« Déclaration publique du REDHAC à la 87e Session Ordinaire de la Commission Africaine des Droits de l’Homme et des Peuples (CADHP)
Excellence Monsieur le Président,
Honorables Commissaires,
Le REDHAC salue votre leadership dans votre mission de protection et promotion des Droits de l’Homme en Afrique, dans ce monde de plus en plus violent. Le REDHAC félicite les commissaires réélus et leur souhaite plein succès dans leur mission.
Excellence Monsieur le Président, le REDHAC note avec satisfaction les avancées pour la protection légale des défenseurs notamment l’adoption des lois de protection des défenseurs en République Démocratique du Congo, au Gabon, en RCA même si nous restons en attente de leur pleine mise en œuvre.
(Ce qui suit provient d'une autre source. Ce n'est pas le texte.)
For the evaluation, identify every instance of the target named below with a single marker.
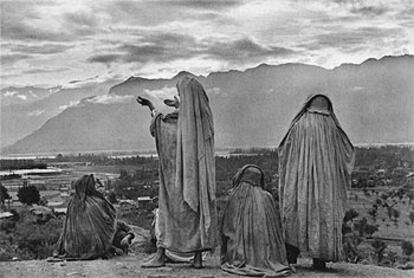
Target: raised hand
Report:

Excellence Monsieur le Président,
Le REDHAC attire votre attention sur : la restriction continue de l’espace civique, les violations graves des droits humains commises dans le contexte des conflits armés et les crises post électorales en Afrique Centrale ; La surveillance en ligne et hors ligne, arrestations et détentions arbitraires, restrictions des libertés fondamentales, campagnes de diffamation en ligne et hors ligne, poursuites et harcèlement judiciaires abusifs, criminalisation du travail des organisations de la société civile, les violences sexuelles, sexistes, ciblant spécifiquement les femmes défenseures, la stigmatisation accrue des organisations qui travaillent pour les droits des minorités sexuelles, la volonté manifeste des changements anticonstitutionnels par les états, les conditions de détention en Afrique centrale.
Ainsi:

En RDC, la persistance des violences dans l’Est expose les défenseur·e·s aux enlèvements, aux assassinats et déplacements forcés. Les jeunes filles et les femmes défenseures paient le lourd tribut. On regrette aussi malheureusement de nombreuses arrestations et détention arbitraire, le départ massif en exil des défenseurs et leurs proches.
Au Cameroun, la crise post-électorale d’octobre 2025, au moins 2000 arrestations et détention arbitraires parmi lesquels les mineurs, les dizaines de morts, la destruction des biens privés et publics. Les conditions de détention reste un défi majeur surtout pour les prisonniers politiques et ceux de la crise anglophones : ainsi, M. Anicet Ekane, leader d’un parti politique d’opposition arrêté lors des élections présidentielles de 2025 et M.Patrick Ndango, un ‘’séparatistes’’ arrêté dans le cadre de la
crise anglophone sont morts en détention dans les conditions inhumaines et dégradantes.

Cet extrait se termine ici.